Low-Lock Singletons In D (page 3)

On 5/6/13 2:25 PM, Mehrdad wrote: > On Monday, 6 May 2013 at 13:33:54 UTC, Andrei Alexandrescu wrote: >> It's well known. Needs a memory barrier on each access, so it's slower. > > > Hmm, are you saying I'm missing a memory barrier I should have written, > or are you saying I already have a memory barrier which I'm not seeing? > > > The only memory barrier I have is during initialization, and after that > only read operations occur. Any concurrent operation (in this case read from one thread and write from another) requires a handshake between threads, most often in the form of an release write coupled with an acquire read. Whenever the handshake is absent but concurrent operations on shared memory do occur, the code is broken. The beauty of the TLS-based pattern is that in the steady state there's no need for a shared read and handshake. Andrei

On Monday, 6 May 2013 at 18:23:51 UTC, Mehrdad wrote: >> One way is to ensure write is atomic w.r.t. that particular read operation > Are't pointer writes always atomic? No. But *aligned* word-sized writes *on x86* are. David

May 06, 2013

Re: Low-Lock Singletons In D

Posted by Dmitry Olshansky
in reply to Mehrdad

Permalink

Dmitry Olshansky

Posted in reply to Mehrdad

Permalink

06-May-2013 22:23, Mehrdad пишет:
> On Monday, 6 May 2013 at 11:21:37 UTC, Dmitry Olshansky wrote:
>> Yes, but the 1st processor may read _static exactly when the 2nd is
>> inside the lock and writing to that field. Then chances are it will
>> read whatever partial state there is written.
>> Surely it can. 1st processor takes the lock and write while the second
>> one reads static_ to call Get.
>
>
> It's a single pointer, there is no partial state -- it's either written
> or it isn't.

True... e.g on x86 if that word is aligned.
But the core of problem is not only that word it's rather the fact
that processor (and compiler and who's not) is free to re-order read/write ops
inside that locked region.

Potentially it could lead to epically nasty things.

struct Static{
	int value;
	Static(int v){
		value = v;
	}
}

Now suppose:

lock(_static){
	_static = new Static(42); //or smth like
}

Is compiled down to this "C--" code (quite realistically):

lock _static_mutex;
x = alloc int;
x[0] = 42;
static_ = x;
unlock _static_mutex;

And now compiler/CPU decides to optimize/execute out of order (again, it's an illustration) it as:

lock _static_mutex;
x = alloc int;
//even if that's atomic
static_ = x;
// BOOM! somebody not locking mutex may already
// see static_ in "half-baked" state
x[0] = 42;
unlock _static_mutex;

Observe that:
a) It can and nothing prevents such a scenario. In fact it should feel free to optimize inside the locked section, but not accross
b) The chance that it happens is non-zero and rises with the complexity of construction
c) Depends on hardware kind(!) used as in OoO vs non-OoO

So it would work more reliably on old Atoms if that of any comfort ;). That if your compiler isn't equally smart and does nasty things behind your back ("Sorry, I just scheduled instructions optimally...").

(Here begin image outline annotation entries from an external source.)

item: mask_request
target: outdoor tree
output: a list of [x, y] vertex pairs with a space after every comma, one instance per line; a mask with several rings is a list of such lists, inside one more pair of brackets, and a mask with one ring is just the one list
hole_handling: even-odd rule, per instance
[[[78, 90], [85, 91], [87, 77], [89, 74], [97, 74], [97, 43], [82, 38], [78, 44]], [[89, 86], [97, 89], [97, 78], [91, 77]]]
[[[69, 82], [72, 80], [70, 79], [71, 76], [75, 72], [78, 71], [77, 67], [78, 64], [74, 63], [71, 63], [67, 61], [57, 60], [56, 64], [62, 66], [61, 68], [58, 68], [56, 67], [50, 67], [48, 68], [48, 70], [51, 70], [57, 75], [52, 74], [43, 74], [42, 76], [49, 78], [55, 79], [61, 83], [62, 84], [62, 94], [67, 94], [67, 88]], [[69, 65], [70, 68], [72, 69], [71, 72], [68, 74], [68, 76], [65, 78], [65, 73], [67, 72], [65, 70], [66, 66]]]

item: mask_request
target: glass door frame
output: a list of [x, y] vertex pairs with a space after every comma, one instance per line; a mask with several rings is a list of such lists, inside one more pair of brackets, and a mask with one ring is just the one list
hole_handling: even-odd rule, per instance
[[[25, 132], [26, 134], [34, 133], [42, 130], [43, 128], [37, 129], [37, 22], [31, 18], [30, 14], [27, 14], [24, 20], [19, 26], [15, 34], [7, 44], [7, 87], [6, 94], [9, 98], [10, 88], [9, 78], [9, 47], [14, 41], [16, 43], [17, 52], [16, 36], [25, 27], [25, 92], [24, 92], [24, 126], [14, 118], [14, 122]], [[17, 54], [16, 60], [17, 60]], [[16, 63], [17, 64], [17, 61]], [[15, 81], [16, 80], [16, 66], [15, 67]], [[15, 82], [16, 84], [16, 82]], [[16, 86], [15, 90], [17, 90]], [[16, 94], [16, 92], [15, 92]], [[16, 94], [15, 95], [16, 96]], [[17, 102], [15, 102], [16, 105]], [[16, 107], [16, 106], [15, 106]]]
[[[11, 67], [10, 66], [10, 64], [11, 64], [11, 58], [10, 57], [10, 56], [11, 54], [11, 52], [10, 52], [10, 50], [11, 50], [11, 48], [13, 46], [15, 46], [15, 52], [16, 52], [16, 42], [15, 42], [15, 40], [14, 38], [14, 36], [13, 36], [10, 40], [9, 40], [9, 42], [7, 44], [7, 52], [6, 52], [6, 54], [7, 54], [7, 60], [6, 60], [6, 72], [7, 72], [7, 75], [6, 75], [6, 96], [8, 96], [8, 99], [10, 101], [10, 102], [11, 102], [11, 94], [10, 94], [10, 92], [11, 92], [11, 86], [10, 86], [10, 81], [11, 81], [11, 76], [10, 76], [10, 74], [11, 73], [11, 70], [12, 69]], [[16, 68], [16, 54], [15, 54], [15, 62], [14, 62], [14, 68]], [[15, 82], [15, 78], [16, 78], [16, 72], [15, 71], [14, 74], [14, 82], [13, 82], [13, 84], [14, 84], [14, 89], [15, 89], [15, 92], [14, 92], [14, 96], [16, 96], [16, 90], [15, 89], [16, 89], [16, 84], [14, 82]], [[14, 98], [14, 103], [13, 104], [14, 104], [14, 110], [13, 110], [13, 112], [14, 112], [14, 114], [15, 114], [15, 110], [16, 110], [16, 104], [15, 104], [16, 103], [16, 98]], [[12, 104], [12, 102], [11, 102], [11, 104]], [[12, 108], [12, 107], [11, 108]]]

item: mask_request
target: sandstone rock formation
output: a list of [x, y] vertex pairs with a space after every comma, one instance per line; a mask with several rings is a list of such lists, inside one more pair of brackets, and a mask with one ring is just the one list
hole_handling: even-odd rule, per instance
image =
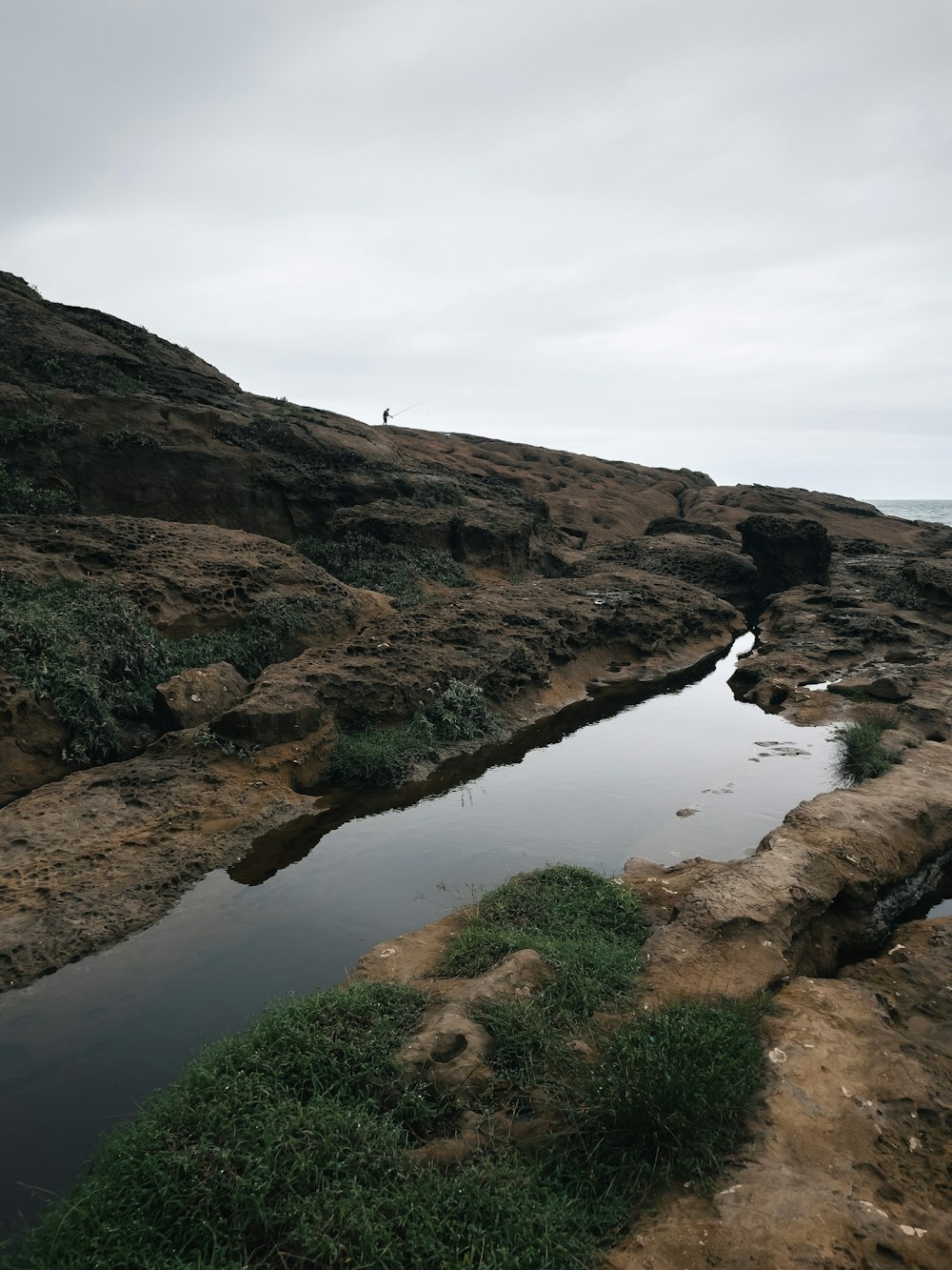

>> One way is to ensure write is atomic w.r.t. that particular read
>> operation
>
>
> Are't pointer writes always atomic?

In short - no. Even not counting the world of legal re-ordering, unaligned writes too have this nasty habit of partially written stuff being visible at the wrong time.

Truth be told relying on these kind of "not ever likely to go wrong" is the very reason explicit atomics are encouraged even if they are NOPs on your current arch. That or faster/harder stuff - barriers.

Speaking of barriers - that is exactly the kind of thing that would disallow moving write of x[0] = 42 past "line" of static_ = x;
Simply put barriers act as a line of "no reordering across this point" for specific operations (depending on type, or all of them). Needles to say - hurts performance.

-- 
Dmitry Olshansky

On Monday, 6 May 2013 at 02:35:33 UTC, dsimcha wrote: > On the advice of Walter and Andrei, I've written a blog article about the low-lock Singleton pattern in D. This is a previously obscure pattern that uses thread-local storage to make Singletons both thread-safe and efficient and was independently invented by at least me and Alexander Terekhov, an IBM researcher. However, D's first-class treatment of thread-local storage means the time has come to move it out of obscurity and possibly make it the standard way to do Singletons. > > Article: > http://davesdprogramming.wordpress.com/2013/05/06/low-lock-singletons/ > > Reddit: > http://www.reddit.com/r/programming/comments/1droaa/lowlock_singletons_in_d_the_singleton_pattern/ Thanks! I want to make a module with template mixins that implement some common idioms - singleton being one of them(http://forum.dlang.org/thread/fofbrlqruxbevnxchxdp@forum.dlang.org). I'm going to use your version for implementing the singleton idiom.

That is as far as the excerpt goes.